The APO-BRDU™ Kit is a two color staining method for labeling DNA breaks and total cellular DNA to detect apoptotic cells by flow cytometry. Sufficient reagents are provided to process 60 cell suspensions. The kit includes 5 ml of positive and 5 ml of negative control cell suspensions, approximately 1 x 10^6 cells per ml in 70% (v/v) ethanol. The control cells are derived from a human lymphoma cell line and have been fixed as described in the Fixation Protocol.
The APO-BRDU™ Kit consists of two parts (part A and B).
Part A (Comp. No. 51-6576AK) consists of:
One 0.30 ml bottle of FITC-Labeled Anti-BrdU mAb [Isotype: mouse; 1 µg/test (contains 0.05% sodium azide)] (Comp. No. 51-6584AZ]
One 30 ml bottle of PI/RNase Staining Buffer (5 µg/ml, 200 µg/ml RNase) [Comp. No. 51-6585AZ]
One 0.6 ml vial of Reaction Buffer (containing cacodylic acid (dimethylarsenic)) [Comp. No. 51-6580AZ ]
One 126 ml bottle of Rinsing Buffer (containing 0.05% sodium azide) [Comp. No. 51-6583AZ]
One 120 ml botle of Wash Buffer (containing 0.05% sodium azide) [Comp. No. 51-6579AZ].

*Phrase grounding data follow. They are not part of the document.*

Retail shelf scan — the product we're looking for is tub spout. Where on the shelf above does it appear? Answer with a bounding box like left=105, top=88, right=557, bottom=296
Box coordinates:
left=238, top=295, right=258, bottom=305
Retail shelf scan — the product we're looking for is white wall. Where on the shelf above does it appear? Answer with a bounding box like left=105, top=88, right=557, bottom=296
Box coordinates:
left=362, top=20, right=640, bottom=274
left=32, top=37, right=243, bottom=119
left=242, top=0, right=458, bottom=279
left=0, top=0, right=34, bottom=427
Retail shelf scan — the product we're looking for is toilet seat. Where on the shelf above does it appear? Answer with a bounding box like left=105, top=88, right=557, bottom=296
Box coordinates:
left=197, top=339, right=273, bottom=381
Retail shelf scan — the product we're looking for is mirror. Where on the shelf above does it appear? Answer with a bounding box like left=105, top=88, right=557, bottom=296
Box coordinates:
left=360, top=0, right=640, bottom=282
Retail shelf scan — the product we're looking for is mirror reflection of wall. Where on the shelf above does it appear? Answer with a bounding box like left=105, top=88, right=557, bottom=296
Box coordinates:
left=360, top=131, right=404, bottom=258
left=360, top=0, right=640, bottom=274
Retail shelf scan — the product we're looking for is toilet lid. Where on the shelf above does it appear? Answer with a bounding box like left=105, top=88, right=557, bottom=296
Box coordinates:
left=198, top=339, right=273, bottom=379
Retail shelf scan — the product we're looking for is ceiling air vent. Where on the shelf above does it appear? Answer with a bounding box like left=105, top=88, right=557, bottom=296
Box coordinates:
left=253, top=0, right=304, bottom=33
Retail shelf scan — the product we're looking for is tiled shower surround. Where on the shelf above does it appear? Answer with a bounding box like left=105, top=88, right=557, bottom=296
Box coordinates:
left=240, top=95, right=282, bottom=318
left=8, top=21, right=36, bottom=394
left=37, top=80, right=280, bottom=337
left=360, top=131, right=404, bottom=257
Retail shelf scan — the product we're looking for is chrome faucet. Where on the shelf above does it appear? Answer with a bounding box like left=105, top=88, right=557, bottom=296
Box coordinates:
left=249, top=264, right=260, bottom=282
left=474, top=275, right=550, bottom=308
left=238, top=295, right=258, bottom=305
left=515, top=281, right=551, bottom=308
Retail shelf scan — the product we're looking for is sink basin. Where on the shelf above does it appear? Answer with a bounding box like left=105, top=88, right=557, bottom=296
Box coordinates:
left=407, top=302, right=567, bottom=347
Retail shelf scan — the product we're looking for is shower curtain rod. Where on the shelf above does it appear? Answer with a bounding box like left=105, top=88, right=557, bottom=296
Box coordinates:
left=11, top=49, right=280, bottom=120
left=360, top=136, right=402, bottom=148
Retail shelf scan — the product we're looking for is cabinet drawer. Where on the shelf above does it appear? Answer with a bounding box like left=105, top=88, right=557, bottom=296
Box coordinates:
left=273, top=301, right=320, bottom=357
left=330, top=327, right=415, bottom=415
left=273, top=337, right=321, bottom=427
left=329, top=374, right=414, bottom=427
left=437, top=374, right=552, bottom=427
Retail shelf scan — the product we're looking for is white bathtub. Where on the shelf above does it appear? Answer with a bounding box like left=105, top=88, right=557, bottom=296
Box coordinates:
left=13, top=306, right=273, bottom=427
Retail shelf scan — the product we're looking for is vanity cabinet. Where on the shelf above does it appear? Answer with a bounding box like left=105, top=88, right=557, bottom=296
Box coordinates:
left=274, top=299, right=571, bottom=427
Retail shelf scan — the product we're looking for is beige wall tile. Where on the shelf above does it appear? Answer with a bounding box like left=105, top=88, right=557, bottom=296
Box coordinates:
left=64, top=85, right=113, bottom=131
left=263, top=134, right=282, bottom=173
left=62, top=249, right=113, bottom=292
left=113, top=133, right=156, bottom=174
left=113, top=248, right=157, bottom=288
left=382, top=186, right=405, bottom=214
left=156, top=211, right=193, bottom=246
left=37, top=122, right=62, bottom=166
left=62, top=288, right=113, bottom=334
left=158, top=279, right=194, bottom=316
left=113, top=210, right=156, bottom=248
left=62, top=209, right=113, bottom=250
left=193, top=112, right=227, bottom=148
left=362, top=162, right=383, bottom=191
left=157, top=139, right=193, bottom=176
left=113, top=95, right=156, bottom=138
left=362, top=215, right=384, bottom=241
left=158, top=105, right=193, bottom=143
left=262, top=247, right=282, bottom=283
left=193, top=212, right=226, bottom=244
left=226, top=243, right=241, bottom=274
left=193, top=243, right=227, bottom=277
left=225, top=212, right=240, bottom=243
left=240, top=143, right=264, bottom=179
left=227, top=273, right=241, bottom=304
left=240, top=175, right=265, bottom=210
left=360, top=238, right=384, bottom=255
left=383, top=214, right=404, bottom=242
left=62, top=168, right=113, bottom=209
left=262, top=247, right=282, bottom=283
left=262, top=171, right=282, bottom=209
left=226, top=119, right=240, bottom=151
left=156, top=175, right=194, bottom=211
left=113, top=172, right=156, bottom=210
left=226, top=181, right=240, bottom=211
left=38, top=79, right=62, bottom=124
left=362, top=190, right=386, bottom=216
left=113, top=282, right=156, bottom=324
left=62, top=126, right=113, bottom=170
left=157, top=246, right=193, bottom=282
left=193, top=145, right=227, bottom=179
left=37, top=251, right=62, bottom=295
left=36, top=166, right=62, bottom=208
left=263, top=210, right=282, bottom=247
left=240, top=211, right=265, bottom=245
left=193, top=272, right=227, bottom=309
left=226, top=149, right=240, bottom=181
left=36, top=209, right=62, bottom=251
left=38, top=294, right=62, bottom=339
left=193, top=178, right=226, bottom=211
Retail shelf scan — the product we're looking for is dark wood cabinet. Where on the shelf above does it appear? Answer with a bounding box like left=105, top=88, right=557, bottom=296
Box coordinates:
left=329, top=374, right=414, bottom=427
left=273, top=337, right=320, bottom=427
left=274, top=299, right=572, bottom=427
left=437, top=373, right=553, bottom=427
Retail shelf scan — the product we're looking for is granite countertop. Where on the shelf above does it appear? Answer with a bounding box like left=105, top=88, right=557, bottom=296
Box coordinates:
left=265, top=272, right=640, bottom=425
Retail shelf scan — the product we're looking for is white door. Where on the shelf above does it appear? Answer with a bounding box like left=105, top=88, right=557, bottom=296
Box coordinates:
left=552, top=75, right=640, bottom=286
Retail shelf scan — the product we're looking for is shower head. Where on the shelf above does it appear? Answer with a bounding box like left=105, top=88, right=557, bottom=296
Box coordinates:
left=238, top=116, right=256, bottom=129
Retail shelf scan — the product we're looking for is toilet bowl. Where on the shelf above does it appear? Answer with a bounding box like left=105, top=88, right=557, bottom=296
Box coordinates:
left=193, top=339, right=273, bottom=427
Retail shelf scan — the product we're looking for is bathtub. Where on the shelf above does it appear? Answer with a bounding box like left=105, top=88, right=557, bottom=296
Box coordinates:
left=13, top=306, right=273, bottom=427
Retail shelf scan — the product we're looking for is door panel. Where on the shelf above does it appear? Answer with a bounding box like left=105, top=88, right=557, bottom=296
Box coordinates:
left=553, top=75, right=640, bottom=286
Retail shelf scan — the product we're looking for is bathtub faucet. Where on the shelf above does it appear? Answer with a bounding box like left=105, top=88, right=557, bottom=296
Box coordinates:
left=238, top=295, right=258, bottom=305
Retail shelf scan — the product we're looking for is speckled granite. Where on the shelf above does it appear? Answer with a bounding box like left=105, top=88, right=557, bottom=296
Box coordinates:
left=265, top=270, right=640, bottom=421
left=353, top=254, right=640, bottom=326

Part B (Comp. No. 51-6576BK) consists of:
One 0.48 ml bottle of Br-dUTP (54.7 µg/ml) [Comp. No. 51-6582EZ]
One 5 ml bottle of Negative Control Cells [contains 70% (v/v) ethanol] [Comp. No. 51-6578LZ]
One 5 ml bottle of Positive Control Cells [contains 70% (v/v) ethanol] [Comp. No. 51-6577LZ}
One 0.045 ml bottle of TdT Enzyme [200 µg/ml (S.A.= 100,000 U/mg) in 50% (v/v) glycerol solution; will not freeze at -20°C] [Comp. No. 51-6581EZ]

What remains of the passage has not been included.